Carly Fiorina SM '89

Former Chairman and CEO
Hewlett-Packard Author, Tough Choices

Carleton S. (Carly) Fiorina was President and Chief Executive Officer of Hewlett-Packard Company from 1999 to 2005. She served as Chairman of the Board from 2000 to 2005.

Prior to joining HP, Fiorina spent nearly 20 years at AT&T and Lucent Technologies.

The Private Sector Council honored Fiorina with its 2004 Leadership Award for her contributions to improving the business of government. Also in 2004, the White House appointed her to the U.S. Space Commission.

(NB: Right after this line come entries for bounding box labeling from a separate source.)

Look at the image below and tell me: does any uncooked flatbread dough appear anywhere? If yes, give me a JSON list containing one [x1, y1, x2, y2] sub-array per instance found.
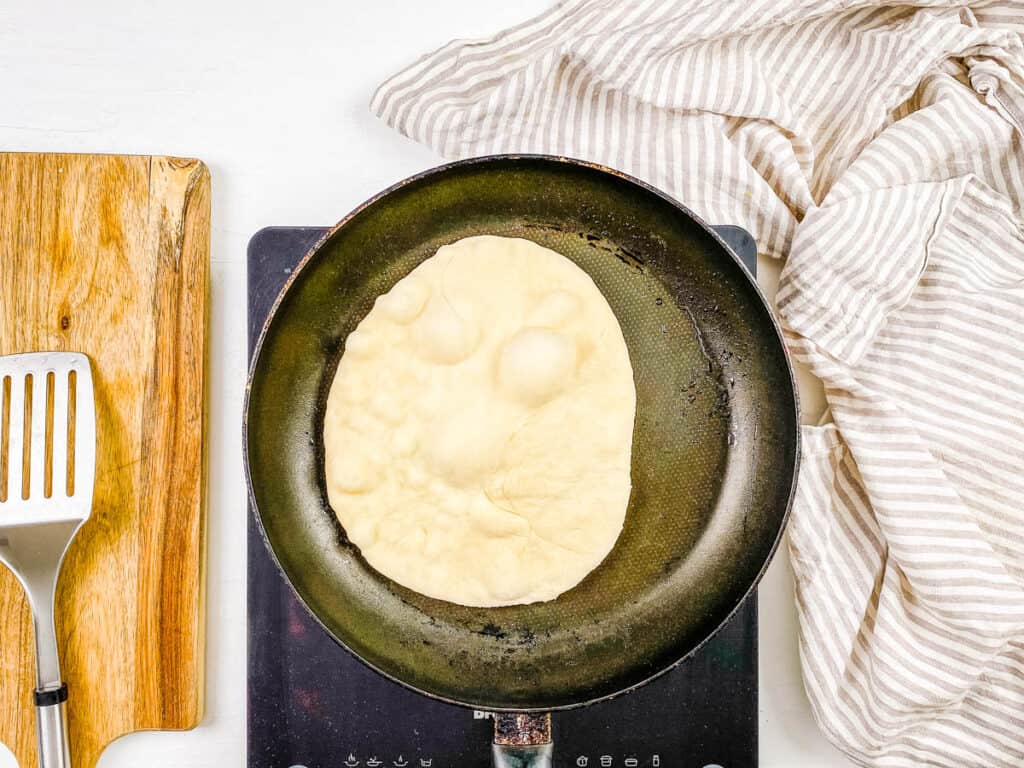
[[324, 236, 636, 606]]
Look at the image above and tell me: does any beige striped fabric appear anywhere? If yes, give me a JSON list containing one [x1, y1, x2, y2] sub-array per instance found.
[[372, 0, 1024, 768]]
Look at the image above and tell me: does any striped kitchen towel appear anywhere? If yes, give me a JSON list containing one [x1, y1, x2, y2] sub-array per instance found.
[[372, 0, 1024, 768]]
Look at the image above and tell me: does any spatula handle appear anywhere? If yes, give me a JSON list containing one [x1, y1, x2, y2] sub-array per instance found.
[[36, 683, 71, 768]]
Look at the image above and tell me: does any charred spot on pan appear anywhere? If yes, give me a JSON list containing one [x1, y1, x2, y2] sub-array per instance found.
[[518, 628, 537, 645], [477, 622, 509, 640]]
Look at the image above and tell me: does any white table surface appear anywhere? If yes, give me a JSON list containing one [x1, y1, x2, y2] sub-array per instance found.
[[0, 0, 851, 768]]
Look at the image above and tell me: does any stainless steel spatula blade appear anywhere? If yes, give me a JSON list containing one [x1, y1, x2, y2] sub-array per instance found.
[[0, 352, 96, 768]]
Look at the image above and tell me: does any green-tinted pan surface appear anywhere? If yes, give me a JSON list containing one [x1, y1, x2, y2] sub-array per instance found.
[[246, 157, 798, 710]]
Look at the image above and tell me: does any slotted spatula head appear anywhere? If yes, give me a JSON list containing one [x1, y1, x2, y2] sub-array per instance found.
[[0, 352, 96, 768], [0, 352, 96, 529]]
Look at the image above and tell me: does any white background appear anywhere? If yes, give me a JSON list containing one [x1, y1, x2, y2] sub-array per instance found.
[[0, 0, 851, 768]]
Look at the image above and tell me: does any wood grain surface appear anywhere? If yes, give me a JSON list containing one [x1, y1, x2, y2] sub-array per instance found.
[[0, 154, 210, 768]]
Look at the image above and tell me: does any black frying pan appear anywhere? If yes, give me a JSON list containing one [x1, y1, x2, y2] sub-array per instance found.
[[245, 156, 799, 765]]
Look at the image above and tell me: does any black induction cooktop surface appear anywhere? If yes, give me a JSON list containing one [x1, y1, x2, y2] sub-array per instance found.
[[248, 226, 758, 768]]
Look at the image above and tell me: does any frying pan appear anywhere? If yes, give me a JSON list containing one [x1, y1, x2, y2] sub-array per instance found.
[[244, 156, 799, 766]]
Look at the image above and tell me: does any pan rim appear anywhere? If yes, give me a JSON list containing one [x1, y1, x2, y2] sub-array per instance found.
[[242, 153, 802, 713]]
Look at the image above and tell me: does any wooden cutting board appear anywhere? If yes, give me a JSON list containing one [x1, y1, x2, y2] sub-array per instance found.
[[0, 154, 210, 768]]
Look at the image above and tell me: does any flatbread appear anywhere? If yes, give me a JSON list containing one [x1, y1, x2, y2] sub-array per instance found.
[[324, 236, 636, 606]]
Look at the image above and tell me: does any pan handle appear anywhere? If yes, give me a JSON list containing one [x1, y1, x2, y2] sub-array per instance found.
[[490, 713, 555, 768]]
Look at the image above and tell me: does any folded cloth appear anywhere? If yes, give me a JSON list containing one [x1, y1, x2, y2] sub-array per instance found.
[[372, 0, 1024, 768]]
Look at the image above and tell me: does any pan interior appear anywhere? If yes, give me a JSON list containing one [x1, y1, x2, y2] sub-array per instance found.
[[247, 158, 797, 710]]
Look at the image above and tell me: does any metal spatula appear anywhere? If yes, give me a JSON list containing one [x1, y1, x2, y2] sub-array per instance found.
[[0, 352, 96, 768]]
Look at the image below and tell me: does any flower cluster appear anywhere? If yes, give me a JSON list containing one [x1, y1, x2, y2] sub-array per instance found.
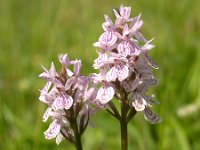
[[39, 54, 94, 144], [93, 5, 161, 123]]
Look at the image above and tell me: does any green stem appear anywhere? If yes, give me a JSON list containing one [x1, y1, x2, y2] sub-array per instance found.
[[74, 120, 83, 150], [120, 101, 128, 150]]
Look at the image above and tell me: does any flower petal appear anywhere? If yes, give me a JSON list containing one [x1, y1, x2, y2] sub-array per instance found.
[[97, 85, 115, 104], [42, 107, 51, 122], [56, 133, 64, 145], [44, 119, 61, 139], [106, 66, 117, 82], [52, 94, 73, 110], [72, 60, 82, 76], [132, 92, 147, 111], [144, 107, 162, 124], [145, 53, 159, 69], [116, 64, 129, 81], [58, 54, 70, 67]]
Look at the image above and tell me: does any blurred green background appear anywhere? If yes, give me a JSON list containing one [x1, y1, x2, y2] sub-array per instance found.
[[0, 0, 200, 150]]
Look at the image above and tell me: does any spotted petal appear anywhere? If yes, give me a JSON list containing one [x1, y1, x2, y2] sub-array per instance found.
[[97, 85, 115, 104], [44, 119, 61, 139], [116, 64, 129, 81], [52, 94, 73, 110], [144, 107, 162, 124]]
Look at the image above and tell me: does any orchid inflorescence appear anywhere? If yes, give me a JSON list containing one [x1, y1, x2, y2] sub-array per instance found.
[[39, 5, 161, 149]]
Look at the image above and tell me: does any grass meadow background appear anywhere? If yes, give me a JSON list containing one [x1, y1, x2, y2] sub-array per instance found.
[[0, 0, 200, 150]]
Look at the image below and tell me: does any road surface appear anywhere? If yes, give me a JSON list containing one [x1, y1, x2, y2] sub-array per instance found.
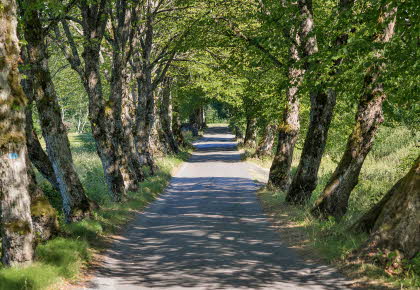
[[81, 128, 350, 290]]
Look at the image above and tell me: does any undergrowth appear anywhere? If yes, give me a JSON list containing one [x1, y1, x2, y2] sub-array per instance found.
[[0, 134, 189, 290], [243, 127, 420, 289]]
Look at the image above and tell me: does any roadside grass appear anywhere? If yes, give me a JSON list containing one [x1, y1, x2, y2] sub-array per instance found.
[[0, 134, 190, 290], [243, 127, 420, 289]]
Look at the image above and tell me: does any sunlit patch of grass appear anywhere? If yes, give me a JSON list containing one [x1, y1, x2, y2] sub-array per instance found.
[[0, 262, 59, 290], [0, 134, 190, 290], [251, 127, 420, 289]]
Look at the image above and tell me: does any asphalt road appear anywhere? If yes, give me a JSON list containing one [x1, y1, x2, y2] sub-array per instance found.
[[82, 128, 349, 289]]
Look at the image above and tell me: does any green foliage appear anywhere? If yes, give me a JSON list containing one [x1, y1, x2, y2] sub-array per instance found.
[[0, 134, 189, 290]]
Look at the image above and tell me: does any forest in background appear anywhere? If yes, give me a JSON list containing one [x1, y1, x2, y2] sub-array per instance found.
[[0, 0, 420, 289]]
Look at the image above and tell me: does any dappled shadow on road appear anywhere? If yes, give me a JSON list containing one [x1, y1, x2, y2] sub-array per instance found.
[[88, 177, 352, 289]]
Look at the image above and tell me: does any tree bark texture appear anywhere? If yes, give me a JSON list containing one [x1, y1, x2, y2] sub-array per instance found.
[[160, 77, 179, 154], [121, 74, 144, 182], [79, 0, 126, 201], [255, 124, 277, 158], [286, 0, 354, 204], [312, 8, 396, 219], [136, 10, 156, 175], [269, 0, 318, 191], [244, 117, 257, 148], [352, 157, 420, 259], [286, 91, 336, 204], [24, 10, 91, 222], [21, 76, 60, 192], [27, 159, 58, 244], [107, 0, 143, 191], [0, 0, 33, 266], [172, 104, 188, 147]]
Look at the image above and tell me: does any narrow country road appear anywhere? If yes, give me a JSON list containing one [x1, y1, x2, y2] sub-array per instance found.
[[82, 128, 349, 289]]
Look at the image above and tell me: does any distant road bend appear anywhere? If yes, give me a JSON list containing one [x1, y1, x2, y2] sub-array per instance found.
[[82, 127, 350, 290]]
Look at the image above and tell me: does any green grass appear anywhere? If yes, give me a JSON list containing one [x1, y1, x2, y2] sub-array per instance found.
[[243, 127, 420, 289], [0, 134, 189, 290]]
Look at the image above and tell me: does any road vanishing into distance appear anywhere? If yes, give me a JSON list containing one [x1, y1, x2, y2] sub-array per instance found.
[[80, 127, 351, 290]]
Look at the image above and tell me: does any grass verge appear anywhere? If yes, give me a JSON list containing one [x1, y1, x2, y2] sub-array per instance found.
[[258, 188, 420, 289], [0, 134, 190, 290], [242, 127, 420, 289]]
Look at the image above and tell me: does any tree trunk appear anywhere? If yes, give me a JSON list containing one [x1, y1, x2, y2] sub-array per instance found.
[[27, 159, 58, 244], [268, 0, 317, 191], [312, 8, 396, 219], [172, 104, 188, 147], [134, 13, 156, 175], [255, 124, 277, 158], [0, 0, 33, 266], [25, 10, 92, 222], [21, 72, 60, 192], [244, 117, 257, 148], [286, 0, 354, 204], [107, 55, 139, 191], [351, 157, 420, 259], [234, 126, 244, 140], [79, 0, 126, 201], [286, 88, 336, 204], [121, 74, 144, 181], [160, 78, 179, 154]]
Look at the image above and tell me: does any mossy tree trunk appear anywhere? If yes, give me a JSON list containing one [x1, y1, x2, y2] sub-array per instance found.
[[21, 71, 60, 191], [312, 6, 396, 219], [255, 124, 277, 158], [286, 91, 336, 204], [107, 0, 144, 191], [172, 103, 188, 146], [244, 117, 257, 148], [268, 0, 318, 191], [27, 159, 58, 244], [23, 9, 92, 222], [0, 0, 33, 266], [160, 77, 179, 154], [286, 0, 354, 204], [55, 0, 126, 201], [121, 74, 144, 182], [351, 156, 420, 259]]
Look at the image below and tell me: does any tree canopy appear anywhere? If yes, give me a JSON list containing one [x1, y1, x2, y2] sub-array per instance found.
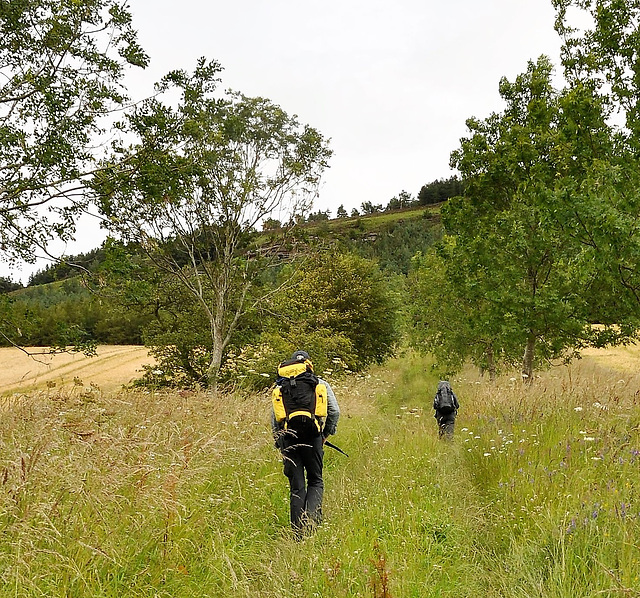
[[0, 0, 147, 261], [94, 59, 331, 384]]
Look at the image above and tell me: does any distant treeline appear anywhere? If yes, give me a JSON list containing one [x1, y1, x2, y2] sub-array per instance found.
[[0, 210, 441, 354]]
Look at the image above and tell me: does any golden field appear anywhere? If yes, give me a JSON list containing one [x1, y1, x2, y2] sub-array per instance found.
[[0, 345, 153, 395]]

Fiorina earned a bachelor’s degree in medieval history and philosophy from Stanford University. She holds a master’s degree in business administration from the Robert H. Smith School of Business at the University of Maryland at College Park, Maryland, and a Master's Degree from MIT Sloan in 1989.

About the Host

About the Host

MIT Sloan School of Management

The MIT Sloan School of Management, based in Cambridge, Massachusetts, is one of the world’s leading business schools — conducting cutting-edge research and providing management education to top students from more than 60 countries. The School is part of MIT’s rich intellectual tradition of education and research.

MIT Sloan began in 1914 as engineering administration curriculum in the MIT Department of Economics and Statistics. The scope and depth of this educational focus have grown steadily in response to advances in the theory and practice of management to today’s broad-based management school.

A program offering a master’s degree in management was established in 1925. The world’s first university-based executive education program — the MIT Sloan Fellows — was created in 1931 under the sponsorship of Alfred P. Sloan, Jr., an 1895 MIT graduate who was then chairman of General Motors. A MIT Sloan Foundation grant established the MIT School of Industrial Management in 1952 with a charge of educating the “ideal manager.”